Now, with the assistance from the UNHCR families are slowly returning to the city to rebuild their homes.

Jolie, who has worked with the UN since 2001, urged the international community not to forget about the people in West Mosul and the struggles they now face.

One man told the Special Envoy about his 17-year-old daughter who had lost her legs in a mortar-strike and bled to death because she was denied medical treatment. The mortar had tore through their roof. Zubayda’s family have now returned to West Mosul to rebuild their house. Other young girls told Jolie about not being able to go to school, seeing death, and feeling too afraid to leave the house.

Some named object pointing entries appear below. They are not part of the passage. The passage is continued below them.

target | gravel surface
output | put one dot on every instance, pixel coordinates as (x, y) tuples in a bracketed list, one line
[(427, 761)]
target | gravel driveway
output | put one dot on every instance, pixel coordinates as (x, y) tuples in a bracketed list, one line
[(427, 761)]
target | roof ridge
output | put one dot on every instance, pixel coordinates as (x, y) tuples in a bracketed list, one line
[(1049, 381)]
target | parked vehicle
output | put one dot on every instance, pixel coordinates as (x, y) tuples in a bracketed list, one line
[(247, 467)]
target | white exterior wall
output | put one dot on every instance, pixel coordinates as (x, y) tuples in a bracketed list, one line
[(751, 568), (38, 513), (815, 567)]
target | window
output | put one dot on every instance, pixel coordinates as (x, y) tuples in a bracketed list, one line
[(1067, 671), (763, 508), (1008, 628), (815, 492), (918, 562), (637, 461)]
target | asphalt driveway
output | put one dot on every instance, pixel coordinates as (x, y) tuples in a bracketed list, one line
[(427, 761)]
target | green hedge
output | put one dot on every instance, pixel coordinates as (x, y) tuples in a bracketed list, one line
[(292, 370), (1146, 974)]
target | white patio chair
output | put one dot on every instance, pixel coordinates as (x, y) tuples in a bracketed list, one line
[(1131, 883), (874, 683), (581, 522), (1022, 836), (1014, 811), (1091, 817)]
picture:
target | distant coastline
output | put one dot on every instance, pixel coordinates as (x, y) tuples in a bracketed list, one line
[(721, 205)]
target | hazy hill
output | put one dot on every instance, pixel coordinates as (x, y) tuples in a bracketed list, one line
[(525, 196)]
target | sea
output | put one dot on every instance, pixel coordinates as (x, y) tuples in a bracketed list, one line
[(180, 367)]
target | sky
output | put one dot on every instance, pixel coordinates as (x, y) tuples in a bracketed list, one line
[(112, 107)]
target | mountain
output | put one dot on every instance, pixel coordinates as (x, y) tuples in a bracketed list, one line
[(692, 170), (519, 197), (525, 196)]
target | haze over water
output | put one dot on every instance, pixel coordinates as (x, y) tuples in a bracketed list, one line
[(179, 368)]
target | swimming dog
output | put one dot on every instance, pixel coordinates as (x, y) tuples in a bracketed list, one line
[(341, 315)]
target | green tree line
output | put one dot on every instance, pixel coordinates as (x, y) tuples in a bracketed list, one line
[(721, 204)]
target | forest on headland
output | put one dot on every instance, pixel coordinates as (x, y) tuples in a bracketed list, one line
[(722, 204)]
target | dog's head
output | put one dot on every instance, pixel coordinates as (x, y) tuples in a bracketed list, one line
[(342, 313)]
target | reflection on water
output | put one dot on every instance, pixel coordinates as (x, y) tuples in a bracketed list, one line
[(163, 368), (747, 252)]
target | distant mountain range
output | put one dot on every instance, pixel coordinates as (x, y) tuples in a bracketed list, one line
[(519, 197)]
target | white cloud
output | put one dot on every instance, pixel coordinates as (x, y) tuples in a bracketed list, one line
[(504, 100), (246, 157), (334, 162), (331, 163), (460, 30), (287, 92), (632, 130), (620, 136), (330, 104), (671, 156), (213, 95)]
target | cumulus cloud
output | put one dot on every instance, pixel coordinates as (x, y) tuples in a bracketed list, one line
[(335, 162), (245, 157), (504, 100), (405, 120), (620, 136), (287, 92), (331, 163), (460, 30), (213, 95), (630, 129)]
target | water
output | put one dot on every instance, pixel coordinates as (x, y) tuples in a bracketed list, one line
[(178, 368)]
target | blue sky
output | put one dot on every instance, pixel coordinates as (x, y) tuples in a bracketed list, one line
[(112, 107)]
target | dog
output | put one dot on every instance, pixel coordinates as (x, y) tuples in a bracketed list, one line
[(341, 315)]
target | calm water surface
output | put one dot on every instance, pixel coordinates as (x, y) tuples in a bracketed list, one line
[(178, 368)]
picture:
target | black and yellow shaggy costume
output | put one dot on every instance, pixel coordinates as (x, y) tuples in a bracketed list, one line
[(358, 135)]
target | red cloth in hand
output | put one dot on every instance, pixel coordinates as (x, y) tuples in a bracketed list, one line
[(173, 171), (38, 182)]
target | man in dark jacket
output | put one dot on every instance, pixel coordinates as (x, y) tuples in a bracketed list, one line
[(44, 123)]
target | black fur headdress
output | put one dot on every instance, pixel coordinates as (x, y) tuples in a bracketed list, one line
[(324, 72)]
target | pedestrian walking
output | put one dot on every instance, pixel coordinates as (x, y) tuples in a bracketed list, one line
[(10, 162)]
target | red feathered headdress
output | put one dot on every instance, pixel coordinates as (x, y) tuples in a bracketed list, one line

Jolie described the city as “the worst devastation I’ve seen in all my years with the UNHCR,” in a video shared by the organisation.

These people have lost everything and the trauma and the loss that they’ve suffered is unparalleled. They’re here on their own with very little support – next to nothing – and they’re rebuilding themselves with their bare hands.

They’re moving the rubble with their bare hands and there are bodies in this rubble that stay here and you can smell the bodies. Some of them have family members that are here and they’re unable to move them.

And there’s unexploded ordnance and yet they are so happy because the last Eid, they were under occupation and suffering and this Eid they have nothing but they are free.”